Now the three talked of commonplace things, how Montreal was changing, the pushiness of the bloody Yanks in commerce, the merger, the fortunes the great Scots families had taken from beaver. Claude told a story of going to the Beaver Club with Ian Campbell. The dining and drinking were as hearty as ever, said Claude, but both he and his father-in-law were secretly glad to see that the attitudes of the Scots who had owned the Nor’West Company were not quite so grand. The edge was off their arrogance, truly.

Dylan thought that people seldom let go of their resentments. His father had never become one of the true fur barons.

At last Claude broached the subject. “What’s this about changing your name?”

“When Daddy Ni and I had our… tiff, I dropped my last name in favor of the middle one. Right then I wanted to do what I wanted to do, and I didn’t want him to be able to find me. Also, I was trying to emphasize my Welshness over my Scottishness. Dru, he was my mentor then, and he’s Welsh.” Dylan thought a moment. “I guess it was a brash thing to do.”

“A hurtful thing to do,” said Amalie with some color in her voice.

“Your father took some trouble to trace your movements,” explained Claude. “When he found you’d gone to the
pays d’en haut
, it upset him very much. He raised you to do the opposite. He was even more upset that you’d changed your name. Rejected the family, it seemed, don’t you know? Montreal Scots are a proud lot.”

“Dylan,” Amalie pitched in, “right now we’re not sure what Dada would want. You’re my brother, and you’ll always be welcome in my home. I very much want the two of you to be reconciled. That’s just my desire, though. The fact is…”

“The fact is,” Claude continued her sentence, “Mr. Campbell has forbidden us even to speak your name in front of him. So I’m not sure how high a position he’d want me to give you. He is the senior partner.”

Chapter Twenty-Five

“Father, I’ve been turned out of my own home,” said Dylan. “And the business.” This time he used the word: “Disinherited.”

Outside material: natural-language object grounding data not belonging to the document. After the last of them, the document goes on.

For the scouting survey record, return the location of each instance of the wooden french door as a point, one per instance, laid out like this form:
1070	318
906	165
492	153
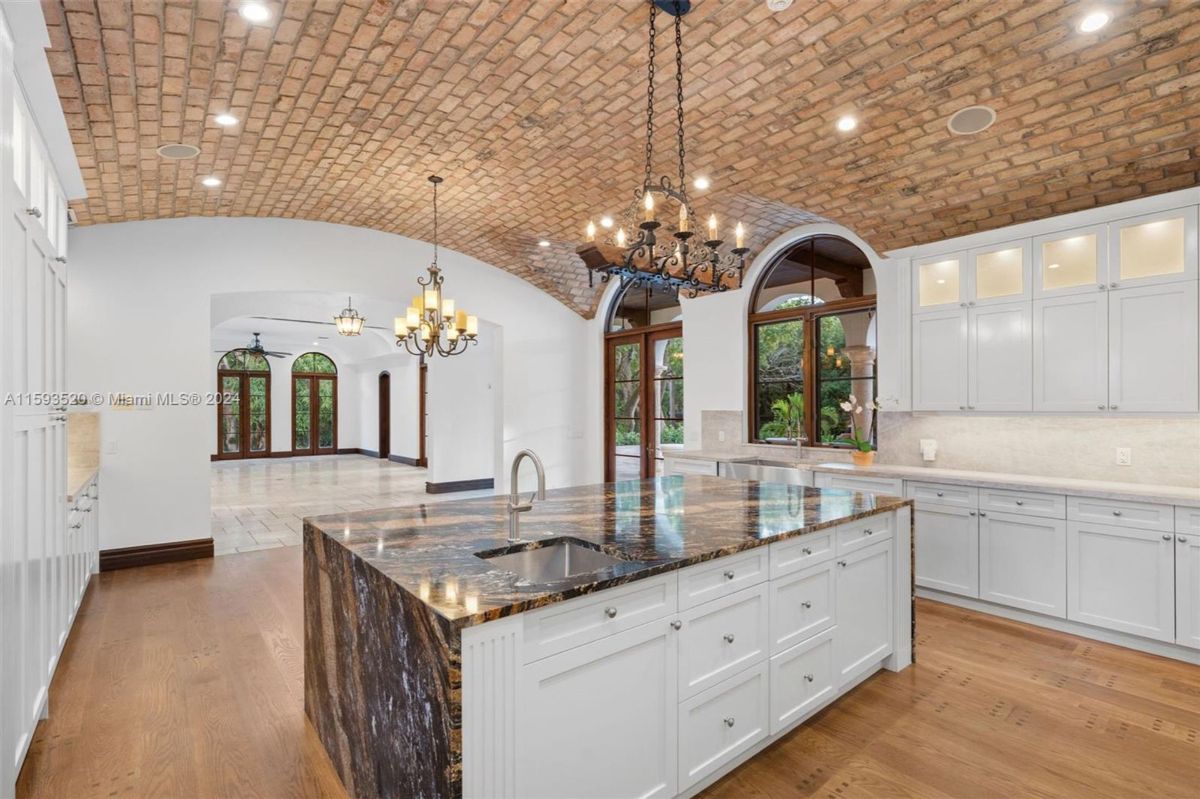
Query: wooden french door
244	414
643	401
315	414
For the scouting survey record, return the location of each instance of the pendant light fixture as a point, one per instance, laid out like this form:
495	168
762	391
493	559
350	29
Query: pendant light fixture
348	322
431	325
682	260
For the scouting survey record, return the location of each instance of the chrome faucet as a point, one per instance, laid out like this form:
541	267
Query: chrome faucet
515	505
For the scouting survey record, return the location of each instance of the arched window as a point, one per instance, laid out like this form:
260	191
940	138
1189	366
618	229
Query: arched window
813	344
244	413
643	380
313	404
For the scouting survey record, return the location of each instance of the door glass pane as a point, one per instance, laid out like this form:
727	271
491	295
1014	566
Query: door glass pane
779	380
1068	262
939	282
1152	248
999	274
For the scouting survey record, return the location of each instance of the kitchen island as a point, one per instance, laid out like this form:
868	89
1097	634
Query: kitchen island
691	622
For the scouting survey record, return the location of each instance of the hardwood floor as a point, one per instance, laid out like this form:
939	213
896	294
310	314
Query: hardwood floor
186	680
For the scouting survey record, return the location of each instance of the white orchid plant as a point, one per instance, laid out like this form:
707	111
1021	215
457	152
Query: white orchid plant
862	442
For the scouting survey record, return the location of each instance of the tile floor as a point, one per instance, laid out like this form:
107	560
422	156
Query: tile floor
261	504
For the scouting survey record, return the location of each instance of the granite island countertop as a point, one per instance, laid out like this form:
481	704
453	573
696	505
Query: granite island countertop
657	526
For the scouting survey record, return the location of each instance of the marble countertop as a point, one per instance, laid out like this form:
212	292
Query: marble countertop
1096	488
659	526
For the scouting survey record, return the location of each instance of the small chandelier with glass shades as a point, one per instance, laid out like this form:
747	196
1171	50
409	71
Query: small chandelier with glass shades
431	325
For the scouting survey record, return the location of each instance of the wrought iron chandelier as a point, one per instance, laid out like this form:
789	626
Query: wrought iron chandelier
681	259
348	322
431	325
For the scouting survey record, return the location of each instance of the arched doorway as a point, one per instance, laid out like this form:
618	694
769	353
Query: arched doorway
313	404
244	412
384	415
643	380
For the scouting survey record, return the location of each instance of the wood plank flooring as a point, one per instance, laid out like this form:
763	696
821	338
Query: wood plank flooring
186	680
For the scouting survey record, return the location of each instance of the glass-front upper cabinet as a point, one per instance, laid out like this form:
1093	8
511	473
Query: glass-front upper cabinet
940	282
1000	272
1153	248
1071	262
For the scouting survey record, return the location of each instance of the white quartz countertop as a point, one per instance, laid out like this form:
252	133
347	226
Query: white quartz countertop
1096	488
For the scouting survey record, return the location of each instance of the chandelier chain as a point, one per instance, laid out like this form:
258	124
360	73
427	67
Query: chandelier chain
649	102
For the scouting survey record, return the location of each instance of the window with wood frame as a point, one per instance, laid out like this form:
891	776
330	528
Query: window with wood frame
813	344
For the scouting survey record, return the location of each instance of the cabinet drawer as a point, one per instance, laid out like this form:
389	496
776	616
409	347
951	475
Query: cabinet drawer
723	637
801	680
888	486
796	554
1023	502
719	725
1145	516
943	494
802	605
1187	520
581	620
863	533
721	577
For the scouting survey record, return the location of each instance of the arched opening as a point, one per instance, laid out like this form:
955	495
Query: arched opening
244	407
643	380
813	346
313	404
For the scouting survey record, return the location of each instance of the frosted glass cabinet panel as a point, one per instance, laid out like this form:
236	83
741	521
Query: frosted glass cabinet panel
939	282
1158	247
1071	262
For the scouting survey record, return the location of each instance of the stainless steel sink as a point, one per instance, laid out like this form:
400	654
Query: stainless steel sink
552	562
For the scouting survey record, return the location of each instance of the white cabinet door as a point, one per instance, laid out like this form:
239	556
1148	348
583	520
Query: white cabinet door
864	632
1152	348
600	721
940	360
947	550
1071	353
1000	362
1023	562
1121	578
1187	590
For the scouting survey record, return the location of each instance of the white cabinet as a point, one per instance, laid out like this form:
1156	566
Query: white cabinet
1187	590
947	548
864	600
1153	348
1023	562
599	721
1071	353
1121	578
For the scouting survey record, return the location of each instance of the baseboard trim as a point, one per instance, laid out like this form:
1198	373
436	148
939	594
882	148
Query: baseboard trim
154	553
459	485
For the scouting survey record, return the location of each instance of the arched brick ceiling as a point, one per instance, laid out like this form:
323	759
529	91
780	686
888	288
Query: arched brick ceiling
533	110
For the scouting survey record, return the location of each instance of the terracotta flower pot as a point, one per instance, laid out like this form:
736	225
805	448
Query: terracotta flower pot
863	458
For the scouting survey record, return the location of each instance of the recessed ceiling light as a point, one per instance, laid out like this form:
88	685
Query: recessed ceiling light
1095	20
179	151
255	12
972	119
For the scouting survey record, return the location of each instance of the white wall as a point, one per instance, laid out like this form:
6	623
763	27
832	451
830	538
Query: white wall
139	320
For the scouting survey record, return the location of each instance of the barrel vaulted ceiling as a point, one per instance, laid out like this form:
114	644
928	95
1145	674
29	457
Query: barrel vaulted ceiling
534	113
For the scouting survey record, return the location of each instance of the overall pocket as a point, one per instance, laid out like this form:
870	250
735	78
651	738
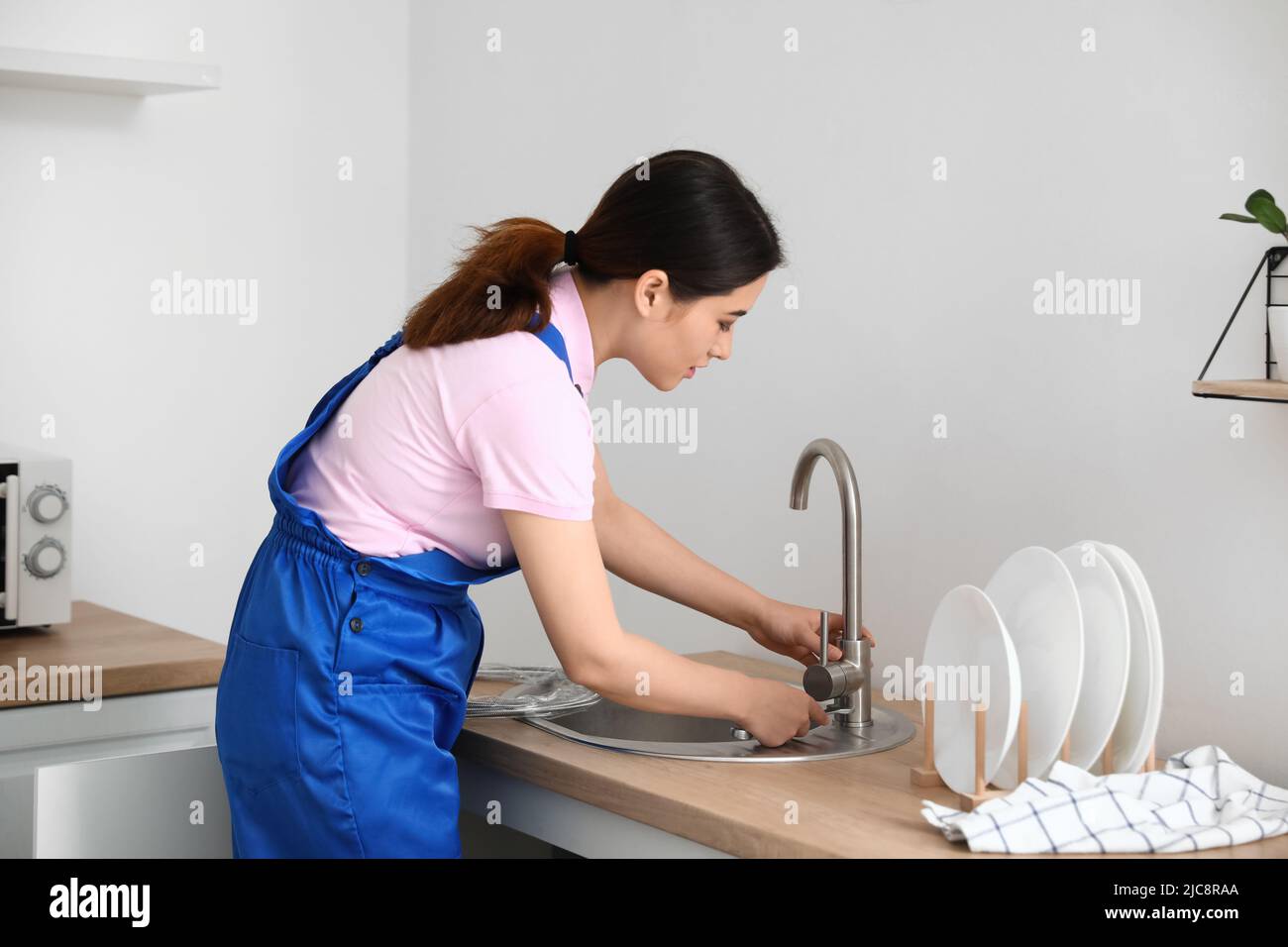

Father Quesnel smiled across his desk in his kindly way. Dylan was surprised at how much the blackrobe had aged in just two years. His godfather looked frail now, the skin of his face translucent around his eyes, as though he were already becoming incorporeal on his way to heaven.

“Your father and sister didn’t turn you out, Dylan,” said his godfather benevolently. “You left.”

“Daddy Ni clobbered me with a table,” said Dylan. “I hit him back and shed his blood. That’s the last that passed between us,” Dylan said coldly.

“Dylan,” murmured the priest chidingly.

“That’s the last,” repeated Dylan.

Father Quesnel spoke in a simple, declarative tone. “Your father used his resources to find out where you went. He knew within days, even though your Mr. Bleddyn is clever and covered your tracks well. Peche wanted to send men after you, but he came to his senses. You know he never wanted you near the fur trade. But he let you go.

“When Duncan Campbell Stewart came back from Fort William and said you’d declined to send a message, your father was deeply hurt. He wants to embrace you. He has a father’s fear that he’s alienated you forever. He also fears for your soul. He knows what
le pays d’en haut
does to men.”

This was the pious story Dylan had grown up hearing from the Church. He was grown up now and knew it was ideal, not real. He didn’t think his father was doing any bloody pining to get his only son back.

“Your father didn’t run you off, Dylan. You left.”

“Left, maybe,” said Dylan irritably. “I didn’t die.”

“For all your family knew, you did,” said his godfather. He let it sit a minute. “Two years and more.”

Yes, all right, damn it, thought Dylan, I was blind to the pain I caused, and I do see it now. Do I have to be punished?

“Peche will be eager to take you into his business,” Dylan’s godfather went on. “When he knows you’re back.”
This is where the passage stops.